News

New $500 million East Side Quarter project the latest in unprecedented development for Penrith

07.08.18

TAWAR RAZAGHI

The once-overlooked suburb of Penrith on Sydney’s outskirts is steamrolling ahead with unprecedented development in the face of a major population growth spurt and its new future as one of Sydney’s most important town centres.

For years it was just the last suburb Sydneysiders would bypass on their way to the Blue Mountains, but with the promise of a major airport a stone’s throw away, construction workers are already in overdrive preparing for the city’s new trajectory.

The suburb has already started to evolve over the years with disillusioned Sydneysiders heading to Penrith in search of better value housing. In Penrith the median house price is $650,000, almost half that of Sydney’s overall median,  $1,150,357.

Despite being 60 kilometres west of Sydney’s CBD, the main street of Penrith is now booming, according to Penrith Mayor John Thain.

“There’s a restaurant or cafe opening up every second week. You can see the vibrancy and it’s lifting the night economy,” Cr Thain said.

It’s a far cry from its rural beginnings – Penrith has gone from being a farm on Sydney’s outskirts to a hardscrabble of suburbs to a city in its own right.

Residential projects, particularly house and land packages, are not new in Penrith, but more medium-density and high-density mixed-use precincts with apartments are luring new types of buyers to Penrith and changing the town’s fabric.

“It’ll give our young people the opportunity to actually stay in the area they grew up in. But it’ll certainly bring more people in. They want to have lifestyle choice … whether it’s a unit, townhouse or a 400 square block,” he said.

A new $500 million project planned for the banks of the Nepean River will be a litmus test for demand in the region for high-density city-style living. It’s one of the biggest residential projects Penrith has  seen and has been touted by those marketing the project as a “visionary new community”.

The East Side Quarter “village” will be a mixed-use development with 850 apartments next to the Penrith Panthers’ Entertainment Precinct.

David Borger, Western Sydney director of the Sydney Business Chamber, said Penrith was in the process of getting a major facelift.

There’s a sense of optimism and it’s inevitable that it’s going to happen. Its future is rosier than its past,” Mr Borger said.

“Penrith still has blue skies, wide-open spaces and wonderful nature at its doorsteps and people are attracted to that environment.”

Young people can see the value and affordability of a place like Penrith, Mr Borger said.

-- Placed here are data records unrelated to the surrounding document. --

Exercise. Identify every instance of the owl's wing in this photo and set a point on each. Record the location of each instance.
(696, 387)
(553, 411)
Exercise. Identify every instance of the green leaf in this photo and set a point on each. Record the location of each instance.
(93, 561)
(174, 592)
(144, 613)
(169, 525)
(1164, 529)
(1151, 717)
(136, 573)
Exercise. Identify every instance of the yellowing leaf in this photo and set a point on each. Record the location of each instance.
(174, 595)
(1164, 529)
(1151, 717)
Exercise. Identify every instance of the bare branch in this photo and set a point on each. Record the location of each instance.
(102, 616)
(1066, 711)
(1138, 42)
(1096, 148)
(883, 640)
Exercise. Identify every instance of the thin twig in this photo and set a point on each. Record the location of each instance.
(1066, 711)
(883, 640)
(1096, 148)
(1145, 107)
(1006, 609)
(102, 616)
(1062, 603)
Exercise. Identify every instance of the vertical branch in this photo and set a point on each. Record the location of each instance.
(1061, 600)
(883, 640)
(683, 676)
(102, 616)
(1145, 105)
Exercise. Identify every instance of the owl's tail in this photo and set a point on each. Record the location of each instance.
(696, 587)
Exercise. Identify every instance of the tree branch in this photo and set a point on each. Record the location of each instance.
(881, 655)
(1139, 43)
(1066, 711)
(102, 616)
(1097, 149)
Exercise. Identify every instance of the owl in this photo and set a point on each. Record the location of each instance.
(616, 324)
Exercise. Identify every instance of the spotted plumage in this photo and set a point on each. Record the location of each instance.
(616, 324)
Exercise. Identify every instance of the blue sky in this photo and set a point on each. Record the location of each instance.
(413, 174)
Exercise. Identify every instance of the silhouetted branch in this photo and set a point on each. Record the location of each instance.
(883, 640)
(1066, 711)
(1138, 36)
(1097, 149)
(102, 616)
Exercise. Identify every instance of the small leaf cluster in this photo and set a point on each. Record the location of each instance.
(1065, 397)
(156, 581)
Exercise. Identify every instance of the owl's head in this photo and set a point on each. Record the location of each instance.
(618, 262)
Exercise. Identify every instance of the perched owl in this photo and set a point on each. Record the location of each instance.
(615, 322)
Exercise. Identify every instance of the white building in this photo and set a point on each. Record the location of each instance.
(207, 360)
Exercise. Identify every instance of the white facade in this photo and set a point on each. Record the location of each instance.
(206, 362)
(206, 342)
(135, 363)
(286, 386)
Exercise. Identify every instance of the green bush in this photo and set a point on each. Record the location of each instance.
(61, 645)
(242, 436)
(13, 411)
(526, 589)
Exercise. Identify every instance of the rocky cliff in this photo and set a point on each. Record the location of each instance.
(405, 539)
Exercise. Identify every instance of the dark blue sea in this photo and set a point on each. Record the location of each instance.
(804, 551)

“There is a draw for young people to live in more affordable locations as well as local families who are doing well and want to go to a different community and migrant Sydney will be moving westwards as well,” he said.

Despite much lower property prices in Penrith, the suburb isn’t immune to Sydney’s affordability crisis. Almost a quarter of Penrith tenants are in rental stress, according to the latest census data, and there’s a wait of more than a decade for social housing. One community housing provider said that while development is boomingthere needs to be consideration of affordable housing options.

Alongside new residential projects, change is also afoot with several infrastructure developments.

Mr Borger said Badgerys Creek airport, which is 20 kilometres away, Sydney Science Park and the Northern Gateway development by BHL are “mega mixed-use projects” that will change the landscape in the region entirely.

And the mayor said Penrith is ready to live up to the hype of all the record investment and population of about one million people in Western Sydney by 2036, up from 740,000 in 2016.

“That’s twice the population of Canberra or three times the population of Newcastle. We’ve got to accommodate that [growth] across eight councils. Western Sydney’s time has come,” he said.

There were less than half a dozen  submissions raising traffic concerns around the ESQ development but councillor Thain said a number of parking lots would be built in time to prevent those issues from arising.